I updated last part of my previous comment to reflect I used FreeTDS 1.2.x (last build) on Windows (dll from AppVeyor https://ci.appveyor.com/project/FreeTDS/freetds/builds/25496715/job/398k4ka0iesqxc1k/artifacts), I get that "The USE database" error.

I will have to see how to compile rpm for EL7 with latest version to install it on my devel laptop.

DrLove73 avatar Jun 26 '19 06:06 DrLove73

Ok, IT WORKS! I fired up my rpm rebuilding skills and I managed to update EPEL's src.rpm to version 1.1.6 (replaced tar.bz2, and in spec file changed version number and --with-tdsver="7.3" from --with-tdsver="4.2" ). Since there are no rpm's for CentOS 7, I am publishing rpm and src.rpm files in my old repo: http://centos.plnet.rs/mrepo/plnet-centos7-x86_64/RPMS.plnet-compiled/ and http://centos.plnet.rs/mrepo/plnet-centos7-srpms-srpms/RPMS.plnet-compiled/ BE aware that files are NOT YET SIGNED! I have yet to find my old keys and even see if they are still valid.
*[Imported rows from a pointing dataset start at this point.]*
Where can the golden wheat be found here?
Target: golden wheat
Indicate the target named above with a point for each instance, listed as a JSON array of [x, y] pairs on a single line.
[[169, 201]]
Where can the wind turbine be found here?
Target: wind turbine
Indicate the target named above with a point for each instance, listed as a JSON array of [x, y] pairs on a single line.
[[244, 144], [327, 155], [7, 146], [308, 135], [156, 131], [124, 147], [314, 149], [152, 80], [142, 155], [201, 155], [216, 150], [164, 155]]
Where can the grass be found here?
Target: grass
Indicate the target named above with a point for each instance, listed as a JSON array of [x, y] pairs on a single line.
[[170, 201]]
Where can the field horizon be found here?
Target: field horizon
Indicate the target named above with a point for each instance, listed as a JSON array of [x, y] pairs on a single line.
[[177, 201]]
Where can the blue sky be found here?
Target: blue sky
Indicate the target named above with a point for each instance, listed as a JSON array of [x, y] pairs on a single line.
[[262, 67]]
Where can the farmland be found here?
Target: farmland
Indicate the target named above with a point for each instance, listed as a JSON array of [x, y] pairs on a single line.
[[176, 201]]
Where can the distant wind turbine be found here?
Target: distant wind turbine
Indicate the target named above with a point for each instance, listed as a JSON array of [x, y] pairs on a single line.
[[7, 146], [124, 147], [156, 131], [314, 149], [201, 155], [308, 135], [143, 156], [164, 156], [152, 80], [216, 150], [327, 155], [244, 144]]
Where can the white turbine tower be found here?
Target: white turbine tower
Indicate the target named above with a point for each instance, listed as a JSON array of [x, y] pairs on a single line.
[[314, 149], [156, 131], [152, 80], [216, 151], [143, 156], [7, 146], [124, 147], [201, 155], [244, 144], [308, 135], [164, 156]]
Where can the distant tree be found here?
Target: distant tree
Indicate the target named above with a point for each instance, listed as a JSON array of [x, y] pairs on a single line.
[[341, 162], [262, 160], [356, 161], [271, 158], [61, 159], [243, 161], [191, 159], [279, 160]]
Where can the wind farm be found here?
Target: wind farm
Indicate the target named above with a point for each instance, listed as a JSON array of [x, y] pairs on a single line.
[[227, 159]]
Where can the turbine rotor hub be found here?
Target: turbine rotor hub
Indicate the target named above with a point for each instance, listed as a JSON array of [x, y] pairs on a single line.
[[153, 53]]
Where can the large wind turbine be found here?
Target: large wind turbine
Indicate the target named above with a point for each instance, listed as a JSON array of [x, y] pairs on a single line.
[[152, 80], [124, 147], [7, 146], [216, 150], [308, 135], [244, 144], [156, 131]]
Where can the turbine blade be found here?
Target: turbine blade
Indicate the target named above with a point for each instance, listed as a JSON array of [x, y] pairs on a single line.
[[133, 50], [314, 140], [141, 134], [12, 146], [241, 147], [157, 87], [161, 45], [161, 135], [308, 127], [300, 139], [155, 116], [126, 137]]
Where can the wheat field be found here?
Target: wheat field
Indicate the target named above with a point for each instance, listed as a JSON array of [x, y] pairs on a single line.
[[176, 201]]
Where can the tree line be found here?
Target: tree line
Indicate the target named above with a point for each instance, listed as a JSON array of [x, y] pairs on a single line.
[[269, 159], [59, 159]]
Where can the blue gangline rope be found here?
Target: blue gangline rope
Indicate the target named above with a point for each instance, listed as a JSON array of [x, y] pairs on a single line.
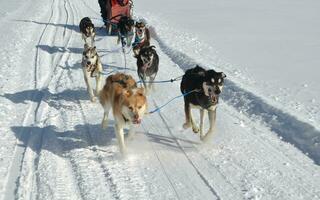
[[182, 95]]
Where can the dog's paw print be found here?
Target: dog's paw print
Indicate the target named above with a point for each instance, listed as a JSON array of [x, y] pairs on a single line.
[[93, 99], [195, 129], [186, 125]]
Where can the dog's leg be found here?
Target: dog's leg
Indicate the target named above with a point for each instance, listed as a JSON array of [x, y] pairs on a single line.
[[129, 40], [120, 137], [187, 112], [131, 132], [89, 88], [119, 38], [92, 41], [195, 128], [212, 121], [98, 84], [201, 121], [151, 85], [106, 108]]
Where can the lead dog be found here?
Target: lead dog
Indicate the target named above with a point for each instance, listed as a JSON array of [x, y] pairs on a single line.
[[128, 104], [142, 38], [92, 68], [202, 88], [148, 65], [87, 31], [125, 31]]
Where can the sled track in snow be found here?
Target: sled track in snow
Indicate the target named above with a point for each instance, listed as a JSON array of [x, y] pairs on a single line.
[[283, 124], [32, 137]]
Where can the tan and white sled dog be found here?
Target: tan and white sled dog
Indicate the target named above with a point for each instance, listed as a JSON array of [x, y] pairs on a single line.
[[128, 103], [92, 68]]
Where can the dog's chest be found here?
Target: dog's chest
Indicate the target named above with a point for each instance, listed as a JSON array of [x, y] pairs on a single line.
[[201, 101]]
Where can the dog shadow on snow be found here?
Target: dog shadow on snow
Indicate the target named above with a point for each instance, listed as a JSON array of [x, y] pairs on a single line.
[[76, 50], [72, 27], [85, 136], [56, 100]]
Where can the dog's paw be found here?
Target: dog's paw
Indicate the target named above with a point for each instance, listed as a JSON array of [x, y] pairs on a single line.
[[93, 99], [186, 125], [104, 124], [195, 129]]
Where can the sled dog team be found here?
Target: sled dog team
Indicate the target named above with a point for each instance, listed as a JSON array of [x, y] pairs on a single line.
[[201, 88]]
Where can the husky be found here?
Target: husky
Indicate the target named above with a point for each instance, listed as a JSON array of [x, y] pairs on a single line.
[[148, 65], [128, 103], [92, 68], [141, 39], [125, 31], [87, 31], [202, 88]]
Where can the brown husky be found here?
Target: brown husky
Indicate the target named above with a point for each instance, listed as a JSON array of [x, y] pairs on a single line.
[[128, 104]]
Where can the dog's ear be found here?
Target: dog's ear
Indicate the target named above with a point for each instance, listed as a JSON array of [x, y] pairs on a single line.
[[126, 93], [140, 91], [223, 75]]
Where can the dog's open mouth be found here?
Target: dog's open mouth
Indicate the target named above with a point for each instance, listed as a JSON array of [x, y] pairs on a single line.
[[89, 68], [214, 99], [137, 121]]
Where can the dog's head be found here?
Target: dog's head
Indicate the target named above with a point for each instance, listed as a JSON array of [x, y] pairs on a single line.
[[213, 84], [147, 53], [134, 105], [140, 29], [89, 56], [127, 22], [90, 30]]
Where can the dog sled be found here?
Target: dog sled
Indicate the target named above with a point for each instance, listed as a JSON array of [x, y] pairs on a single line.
[[112, 11]]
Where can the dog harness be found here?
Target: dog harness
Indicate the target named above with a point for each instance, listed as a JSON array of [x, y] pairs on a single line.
[[92, 68], [125, 119], [139, 42]]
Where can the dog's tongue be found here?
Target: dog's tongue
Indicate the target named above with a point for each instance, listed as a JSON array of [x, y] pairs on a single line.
[[213, 98], [137, 121], [89, 67]]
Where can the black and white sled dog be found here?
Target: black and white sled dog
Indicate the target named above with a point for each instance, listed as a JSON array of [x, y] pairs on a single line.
[[203, 88], [141, 39], [125, 31], [92, 68], [148, 65], [87, 31]]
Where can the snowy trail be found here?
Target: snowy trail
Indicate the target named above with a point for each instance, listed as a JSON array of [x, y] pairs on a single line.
[[59, 151]]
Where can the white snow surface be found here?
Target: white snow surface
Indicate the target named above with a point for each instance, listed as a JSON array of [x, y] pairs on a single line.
[[267, 142]]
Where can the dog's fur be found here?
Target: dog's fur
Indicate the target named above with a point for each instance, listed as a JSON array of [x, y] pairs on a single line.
[[125, 31], [206, 86], [142, 38], [91, 67], [128, 103], [87, 31], [148, 65]]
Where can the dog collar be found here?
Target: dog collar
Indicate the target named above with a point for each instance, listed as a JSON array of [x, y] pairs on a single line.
[[125, 119]]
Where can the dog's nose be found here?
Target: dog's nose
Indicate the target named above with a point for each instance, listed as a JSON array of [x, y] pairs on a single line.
[[217, 91]]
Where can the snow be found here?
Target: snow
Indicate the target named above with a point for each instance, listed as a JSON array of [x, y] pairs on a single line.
[[267, 141]]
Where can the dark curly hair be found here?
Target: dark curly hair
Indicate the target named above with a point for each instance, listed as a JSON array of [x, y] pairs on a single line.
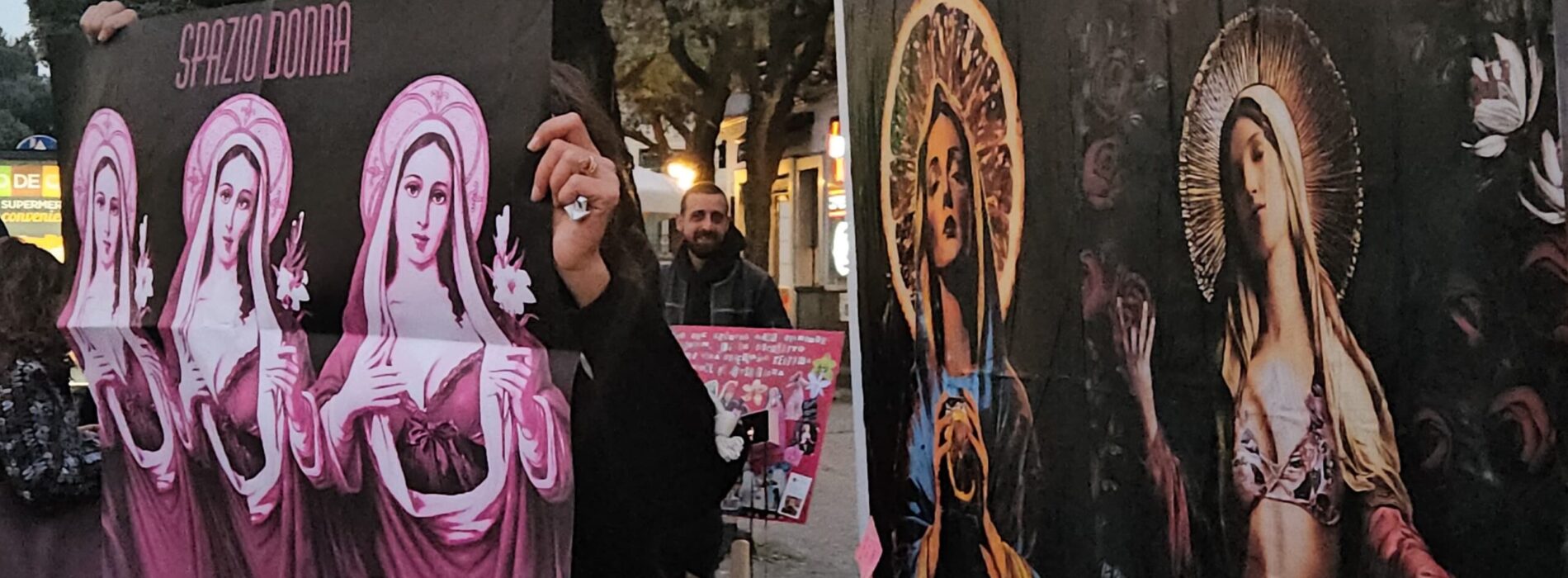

I will do this at later time. Serbian letters are properly shown in PgAdmin4 and Lazarus via ZEOS components.

DrLove73 avatar Jun 26 '19 12:06 DrLove73

Tds_fdw developers: If providing link to binary packages is against some rules, you may remove them, or I will if you say so. I am long-time CentOS contributor (in mailing lists since ~2009) and I am admin of CentOS Facebook group so rpm's are clean of malware, built from unchanged sources.

DrLove73 avatar Jun 26 '19 14:06 DrLove73